Tuesday, 5 March 2013

From DBAs to Turin

What do you think of DBAs?

If you're not a PI law practitioner, you might be forgiven for stumbling over the acronym. Is a DBA a new kind of Aston Martin, you might wonder, or perhaps the name of a new law firm?

It is neither. A DBA is a Damages-Based Agreement: a contract between the claimant and his or her solicitor, in which the solicitor agrees to be paid a percentage of the damages recovered in the case. DBAs are a constituent element of the welter of reform coming our way from 1 April this year, when the majority of Lord Justice Jackson's proposals become law.

No delay for DBAs

Some aspects of the Jackson reforms have been given a stay of execution. For example, last December the under Secretary of State for Justice, Mrs Helen Grant, issued a ministerial statement announcing that the provisions of the LASPO Act which would remove the recoverability of success fees and insurance premiums will not come into force for defamation and privacy claims until a "new regime of costs protection" has been introduced for these proceedings.

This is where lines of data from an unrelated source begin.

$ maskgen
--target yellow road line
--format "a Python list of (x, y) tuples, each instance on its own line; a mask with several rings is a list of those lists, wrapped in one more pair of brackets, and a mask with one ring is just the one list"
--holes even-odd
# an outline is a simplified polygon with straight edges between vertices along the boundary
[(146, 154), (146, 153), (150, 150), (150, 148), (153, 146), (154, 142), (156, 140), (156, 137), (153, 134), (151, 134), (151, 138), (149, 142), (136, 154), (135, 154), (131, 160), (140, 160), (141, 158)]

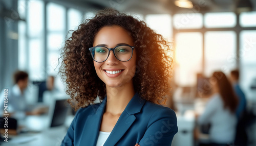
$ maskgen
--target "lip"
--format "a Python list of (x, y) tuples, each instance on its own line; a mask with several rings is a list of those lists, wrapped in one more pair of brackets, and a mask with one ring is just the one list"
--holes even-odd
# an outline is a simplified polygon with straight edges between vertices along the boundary
[[(105, 70), (109, 70), (109, 71), (117, 71), (117, 70), (121, 70), (121, 71), (120, 72), (116, 74), (110, 74), (106, 72), (105, 71)], [(108, 77), (112, 78), (116, 78), (116, 77), (119, 76), (121, 74), (122, 74), (124, 69), (116, 69), (116, 68), (108, 68), (108, 69), (103, 69), (103, 70), (104, 71), (104, 72), (105, 72), (105, 74), (106, 74), (106, 75)]]

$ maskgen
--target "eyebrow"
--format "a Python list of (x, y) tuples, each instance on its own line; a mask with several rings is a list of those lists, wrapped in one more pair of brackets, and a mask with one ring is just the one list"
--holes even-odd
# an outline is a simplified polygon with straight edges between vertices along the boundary
[[(127, 43), (118, 43), (116, 45), (116, 46), (118, 46), (118, 45), (130, 45), (130, 44), (127, 44)], [(108, 45), (105, 44), (98, 44), (96, 46), (108, 46)]]

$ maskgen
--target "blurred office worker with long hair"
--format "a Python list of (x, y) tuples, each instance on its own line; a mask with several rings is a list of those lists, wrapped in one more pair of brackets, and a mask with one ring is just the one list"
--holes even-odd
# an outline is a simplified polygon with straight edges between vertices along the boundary
[(215, 72), (210, 81), (213, 95), (198, 122), (200, 125), (210, 124), (209, 134), (211, 145), (229, 145), (235, 138), (238, 100), (223, 72)]

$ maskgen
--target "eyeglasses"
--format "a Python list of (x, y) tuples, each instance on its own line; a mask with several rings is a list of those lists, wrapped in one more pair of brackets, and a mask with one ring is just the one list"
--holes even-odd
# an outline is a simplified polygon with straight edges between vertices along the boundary
[(134, 46), (129, 45), (118, 45), (114, 48), (108, 48), (104, 46), (96, 46), (89, 48), (93, 60), (97, 62), (103, 62), (108, 59), (110, 51), (112, 51), (118, 60), (129, 61), (133, 56)]

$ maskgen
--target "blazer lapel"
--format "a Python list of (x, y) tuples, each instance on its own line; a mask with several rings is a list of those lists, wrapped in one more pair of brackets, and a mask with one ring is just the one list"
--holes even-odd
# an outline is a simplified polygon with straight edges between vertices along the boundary
[(134, 115), (140, 112), (145, 100), (142, 100), (136, 93), (120, 116), (104, 145), (115, 145), (130, 128), (136, 117)]
[(86, 145), (96, 145), (106, 101), (106, 98), (105, 98), (99, 105), (92, 105), (93, 114), (87, 117), (82, 134), (84, 136), (81, 138), (79, 145), (84, 145), (84, 143)]

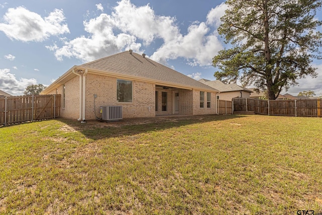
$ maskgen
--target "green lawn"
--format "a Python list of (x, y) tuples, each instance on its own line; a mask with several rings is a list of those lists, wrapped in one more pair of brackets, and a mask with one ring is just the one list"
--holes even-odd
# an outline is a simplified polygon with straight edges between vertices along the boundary
[(1, 127), (0, 214), (322, 212), (322, 118), (124, 122)]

However, no such delay will apply to DBAs. The draft DBA Regulations have now been laid before both Houses of Parliament and their approval is a formality. It is important, therefore, that lawyers have a view on DBAs - not least so that they can explain them to clients.

DBAs are a variation of the 'no win, no fee' paradigm, in which lawyers have a financial stake in the outcome of claims and are therefore thought to be all the more motivated to secure the best result for the client. The key variation comes in the government's plan to introduce a 25% cap on the damages available for the lawyer (which, given the inclusion of VAT in the cap, amounts to a de facto cap of 20.8%). It is intended, too, that recovered costs will be included in the cap, meaning that in some cases the whole of the cap could be utilised for costs recovered from the other side. A number of other limitations apply to the cap. Counsel's fees, for example, are included, but the costs of experts' reports are not.

Problems with the cap

The purpose of the cap is to protect clients from overcharging and to provide sufficient flexibility for reasonable remuneration consistent with the commercial risk of conducting a claim. However, without going into the minutiae of DBAs and their expected operation, it is clear  they present a potential  problem. Their effect, in a great deal of litigation, will be to encourage solicitors to try to settle cases as early as possible, when to do so might not be in a client’s best interests. For example, a claim worth £10,000 will yield no more than £2,500 to a solicitor retained under a DBA; that which is worth £20,000 will net £5,000. This is one of the reasons perhaps why Lord Justice Jackson recommended that client's should be independently advised on whether to enter a DBA.

DBAs may need to be re-examined. The Civil Justice Council Working Party on DBAs, of which I was a member, were acutely aware of the limitation of the Ministry of Justice imposed timetable being too tight to allow us time to explore all issues in as much detail as we would have liked. I am therefore looking forward to attending a lunchtime seminar later today at Queen Mary University of London, in which DBAs will be debated. Professor Rachael Mulheron from Queen Mary’s kindly asked me to participate in the seminar, which is being hosted by the Practical Law Company.

To Turin for PEOPIL's RTA Conference

I will return to this topic in due course but meanwhile an overseas trip looms. Later this week I fly to Italy, where I will be speaking at the Pan-European Organisation of Personal Injury Lawyers (PEOPIL) RTA conference in Turin on 8 March. This takes place at the Golden Palace Hotel on the Via dell'Arcivescovado, in what I was interested to learn is Italy's fourth-largest city.

Although the main focus of the day is fatal accidents there will be time to deal with whiplash caused injury. As I have written on previous occasions, the backlash against whiplash in the UK is unjust and medically unsound. I have noted similar moves to curtail victims' rights to claim for whiplash in other jurisdictions. It will be fascinating to see how my European colleagues in PI law are dealing with what seems to be yet another attempt by at least some in the insurance industry to avoid  their obligation to pay all legitimate claims.